JSON Columns
Query and update JSON columns with dotted paths and SQLite JSON functions
Schema
Declare a column as type: 'json' in the schema (or json in the DSL) and the ORM treats it as a first-class JSON document. Whole-object writes are stringified, reads are parsed back, and dotted keys against JSON columns compile to SQLite JSON SQL.
const schema = defineSchema({
name: 'app',
version: 1,
tables: {
events: {
id: 'integer primary key',
kind: 'text not null',
payload: 'json',
},
},
});
Reads
Dotted keys become ->> expressions:
// payload is { user: { tier: 'pro' } }
await db.events.where({ 'payload.user.tier': 'pro' }).many();
// SELECT * FROM events WHERE payload ->> '$.user.tier' = ?

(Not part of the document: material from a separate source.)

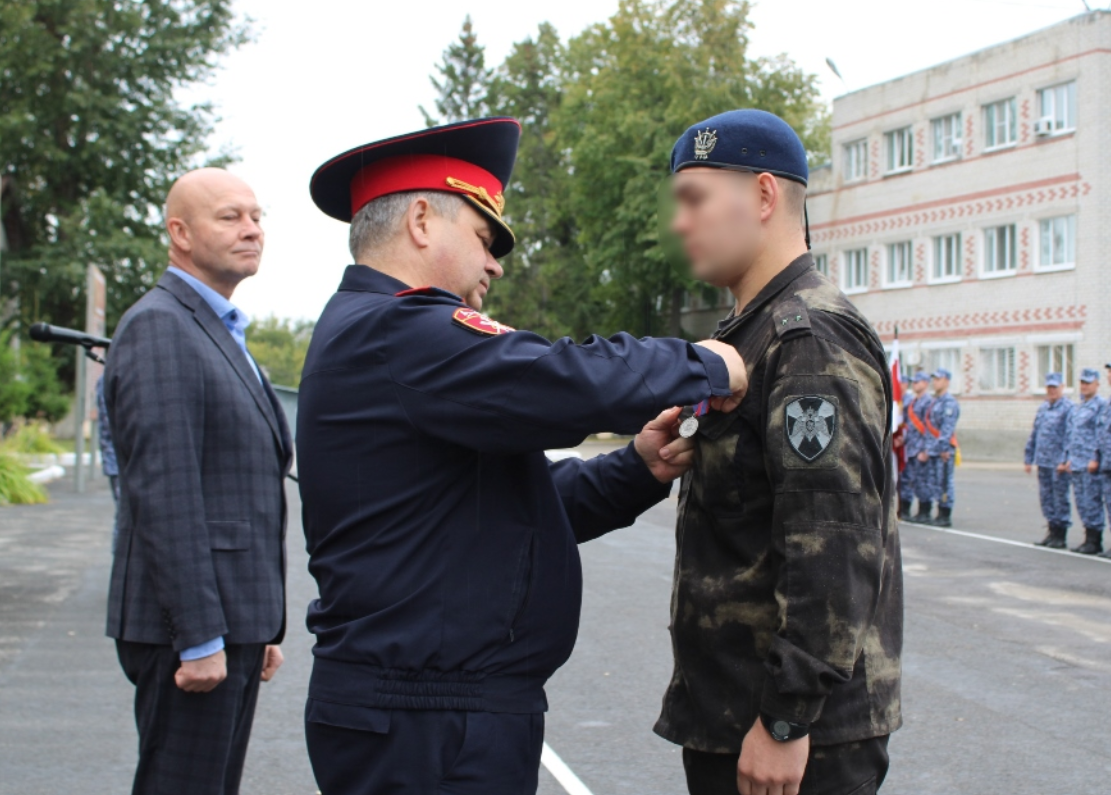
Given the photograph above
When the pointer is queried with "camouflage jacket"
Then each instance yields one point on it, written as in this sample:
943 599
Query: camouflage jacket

await db.events.where({ 'payload.score': { gte: 50 } }).many();
// SELECT * FROM events WHERE payload ->> '$.score' >= ?
await db.events.where({ 'payload.tier': { in: ['pro', 'enterprise'] } }).many();
// payload ->> '$.tier' IN (SELECT value FROM json_each(?))
await db.events.orderBy({ 'payload.priority': 'desc' }).many();
// ORDER BY payload ->> '$.priority' DESC
await db.events.select(['id', 'payload.user.email']).many();
// SELECT id, payload ->> '$.user.email' AS "payload.user.email" FROM events
Array indexing works inline:
db.events.where({ 'payload.tags[0]': 'urgent' });
// payload ->> '$.tags[0]' = ?
Writes
Dotted keys become json_set calls:
await db.events.where({ id: 1 }).update({ 'payload.tier': 'pro' });
// UPDATE events SET payload = json_set(payload, '$.tier', ?) WHERE id = ?
Multiple paths on the same column merge into a single json_set call:
await db.events.where({ id: 1 }).update({
'payload.tier': 'pro',
'payload.seats': 5,
});
// UPDATE events SET payload = json_set(payload, '$.tier', ?, '$.seats', ?) WHERE id = ?
Object and array values are bound as JSON via json(?) so SQLite stores them as nested JSON, not literal strings:
await db.events.where({ id: 1 }).update({ 'payload.flags': { beta: true } });
// UPDATE events SET payload = json_set(payload, '$.flags', json(?)) WHERE id = ?
// bound: '{"beta":true}'
Whole-object writes still work and replace the entire blob:
await db.events.where({ id: 1 }).update({ payload: { whole: 'replace' } });
// UPDATE events SET payload = ? WHERE id = ?
Why this matters
Without surgical JSON SQL, filtering on payload.tier would require pulling every row's payload, parsing it in your Worker, then filtering in JavaScript. With first-class JSON support, SQLite does the work and only matching rows cross the wire.